Summer Reading: History

Les Ecossais: The Pioneer Scots of Lower Canada, 1763-1855

By Margaret Goldik

A review of Les Ecossais: The Pioneer Scots Of Lower Canada, 1763-1855 by Lucille H. Campey

Published on July 1, 2006

Les Ecossais: The Pioneer Scots Of Lower Canada, 1763-1855
Lucille H. Campey

Natural Heritage Books
$26.95
paper
322pp
1-897045-14-X

This is the sixth in Lucille Campey’s series of meticulously researched histories about the Scottish exodus to Canada. A seventh, about emigration from Scotland to New Brunswick, is in the works. All through the series Campey explains why people moved where they did, why they stayed, and sometimes, why they moved on.

After the Seven Years’ War, when regiments disbanded, many Scots remained behind as some of the earliest immigrants. The Scots had a considerable influence on the economic development of Lower Canada, being prominent as fur traders, merchants, and in the lumber trade. Also, they were comfortable with the French fact of Lower Canada, having been partners in the Auld Alliance between Scotland and France. They married French-Canadians, and their descendants became Francophone. Their music, along with that of the Irish, was adopted by their new compatriots.
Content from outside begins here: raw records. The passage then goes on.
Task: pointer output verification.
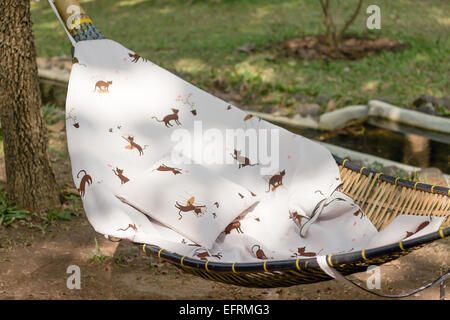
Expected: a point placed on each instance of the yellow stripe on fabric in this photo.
(363, 253)
(78, 22)
(297, 265)
(329, 260)
(343, 162)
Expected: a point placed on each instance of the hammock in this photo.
(380, 197)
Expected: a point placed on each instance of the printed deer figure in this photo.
(242, 161)
(163, 167)
(296, 217)
(259, 252)
(234, 225)
(170, 117)
(276, 180)
(86, 179)
(134, 145)
(197, 209)
(119, 173)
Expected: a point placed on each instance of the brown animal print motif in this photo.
(186, 101)
(242, 161)
(133, 145)
(234, 225)
(259, 253)
(132, 226)
(102, 86)
(276, 180)
(197, 209)
(420, 227)
(86, 179)
(359, 213)
(296, 217)
(135, 57)
(75, 61)
(74, 119)
(170, 117)
(163, 167)
(119, 172)
(204, 255)
(303, 253)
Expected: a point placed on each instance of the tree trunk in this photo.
(31, 182)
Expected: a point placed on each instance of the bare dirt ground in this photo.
(33, 263)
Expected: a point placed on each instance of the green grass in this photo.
(198, 39)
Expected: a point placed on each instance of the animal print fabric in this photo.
(205, 203)
(124, 114)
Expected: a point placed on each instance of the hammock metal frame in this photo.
(381, 197)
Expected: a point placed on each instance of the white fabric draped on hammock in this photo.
(159, 161)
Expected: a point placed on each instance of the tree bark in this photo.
(31, 182)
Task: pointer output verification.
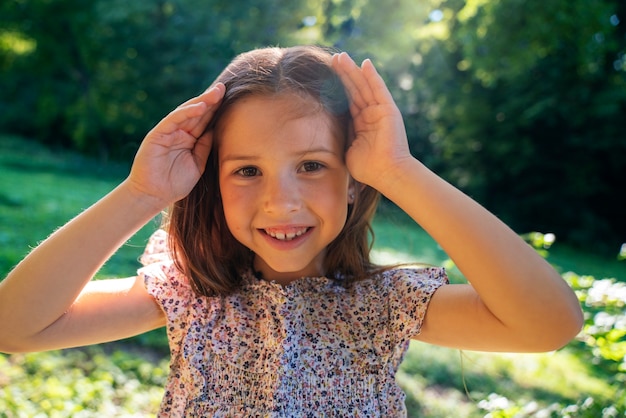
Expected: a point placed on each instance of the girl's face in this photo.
(284, 184)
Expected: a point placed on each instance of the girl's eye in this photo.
(248, 171)
(311, 166)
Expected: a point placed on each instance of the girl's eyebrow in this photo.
(244, 157)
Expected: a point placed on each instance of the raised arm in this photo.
(515, 300)
(48, 301)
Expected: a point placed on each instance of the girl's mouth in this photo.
(286, 234)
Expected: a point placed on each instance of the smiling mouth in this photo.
(286, 235)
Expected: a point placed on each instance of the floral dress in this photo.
(313, 348)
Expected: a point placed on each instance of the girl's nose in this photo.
(282, 195)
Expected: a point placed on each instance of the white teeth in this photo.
(286, 236)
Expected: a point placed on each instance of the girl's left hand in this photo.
(380, 143)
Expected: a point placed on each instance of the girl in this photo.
(262, 273)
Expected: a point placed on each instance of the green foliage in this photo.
(40, 190)
(527, 112)
(602, 343)
(520, 103)
(80, 383)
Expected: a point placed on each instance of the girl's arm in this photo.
(515, 300)
(48, 301)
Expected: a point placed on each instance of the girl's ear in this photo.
(352, 187)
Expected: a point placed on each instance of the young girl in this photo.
(261, 273)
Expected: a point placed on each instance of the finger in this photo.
(380, 92)
(193, 115)
(354, 80)
(209, 93)
(202, 149)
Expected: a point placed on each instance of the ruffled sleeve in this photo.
(410, 293)
(169, 287)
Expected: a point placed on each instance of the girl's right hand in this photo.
(173, 155)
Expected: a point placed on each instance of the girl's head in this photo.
(302, 82)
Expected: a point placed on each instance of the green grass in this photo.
(40, 190)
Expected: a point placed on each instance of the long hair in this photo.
(202, 245)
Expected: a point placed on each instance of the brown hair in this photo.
(202, 245)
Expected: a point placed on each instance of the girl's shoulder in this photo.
(157, 249)
(411, 275)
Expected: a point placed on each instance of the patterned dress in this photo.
(313, 348)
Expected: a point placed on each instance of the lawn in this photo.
(40, 190)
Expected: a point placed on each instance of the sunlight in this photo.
(16, 43)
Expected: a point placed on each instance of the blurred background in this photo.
(520, 103)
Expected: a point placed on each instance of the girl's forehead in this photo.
(274, 116)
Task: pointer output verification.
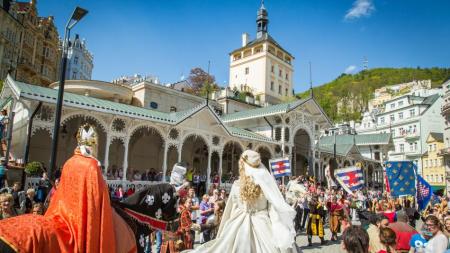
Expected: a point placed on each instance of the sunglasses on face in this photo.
(430, 225)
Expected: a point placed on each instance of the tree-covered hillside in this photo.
(344, 98)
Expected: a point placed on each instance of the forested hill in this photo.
(355, 90)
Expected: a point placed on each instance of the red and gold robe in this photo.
(79, 219)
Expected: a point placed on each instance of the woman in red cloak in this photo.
(79, 218)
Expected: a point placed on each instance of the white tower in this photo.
(261, 66)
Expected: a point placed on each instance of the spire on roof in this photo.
(262, 21)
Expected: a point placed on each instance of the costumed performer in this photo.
(336, 215)
(256, 218)
(79, 217)
(315, 221)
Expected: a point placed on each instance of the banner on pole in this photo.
(350, 178)
(280, 167)
(401, 177)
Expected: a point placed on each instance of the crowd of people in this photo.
(387, 224)
(14, 201)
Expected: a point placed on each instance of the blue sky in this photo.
(167, 38)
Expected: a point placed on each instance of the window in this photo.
(377, 156)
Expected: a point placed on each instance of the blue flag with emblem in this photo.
(401, 177)
(424, 193)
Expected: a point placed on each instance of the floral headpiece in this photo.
(87, 139)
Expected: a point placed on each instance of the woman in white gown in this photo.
(256, 218)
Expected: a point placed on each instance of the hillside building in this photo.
(433, 162)
(10, 33)
(39, 55)
(409, 119)
(143, 125)
(445, 111)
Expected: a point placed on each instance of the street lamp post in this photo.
(77, 15)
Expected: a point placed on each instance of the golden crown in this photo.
(86, 136)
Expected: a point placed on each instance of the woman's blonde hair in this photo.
(249, 191)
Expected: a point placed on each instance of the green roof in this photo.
(48, 95)
(437, 136)
(341, 149)
(239, 132)
(74, 100)
(262, 112)
(360, 139)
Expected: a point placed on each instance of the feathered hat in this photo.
(87, 140)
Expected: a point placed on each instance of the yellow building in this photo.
(433, 161)
(10, 32)
(40, 54)
(261, 66)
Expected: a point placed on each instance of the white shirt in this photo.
(437, 244)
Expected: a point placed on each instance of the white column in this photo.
(125, 158)
(166, 148)
(220, 168)
(208, 170)
(179, 152)
(106, 161)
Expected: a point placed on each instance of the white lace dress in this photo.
(249, 228)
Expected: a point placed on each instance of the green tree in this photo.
(199, 78)
(358, 88)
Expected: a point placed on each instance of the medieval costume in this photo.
(336, 214)
(315, 221)
(256, 217)
(79, 218)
Campey also addresses the issue of why the Scots’ influence, although profound, was relatively short-lived. Many Scots eventually left Lower Canada for land and opportunities further west, and those that remained settled into being “Les Écossais.”

Her appendices include passenger lists, lists of those who signed petitions in support of the Earl of Dalhousie, and ship crossings from Scotland to Quebec from 1785 – 1855. This book, as absorbing as a good historical novel, is a genealogist’s delight. mRb

Margaret Goldik is a former editor of the Montreal Review of Books.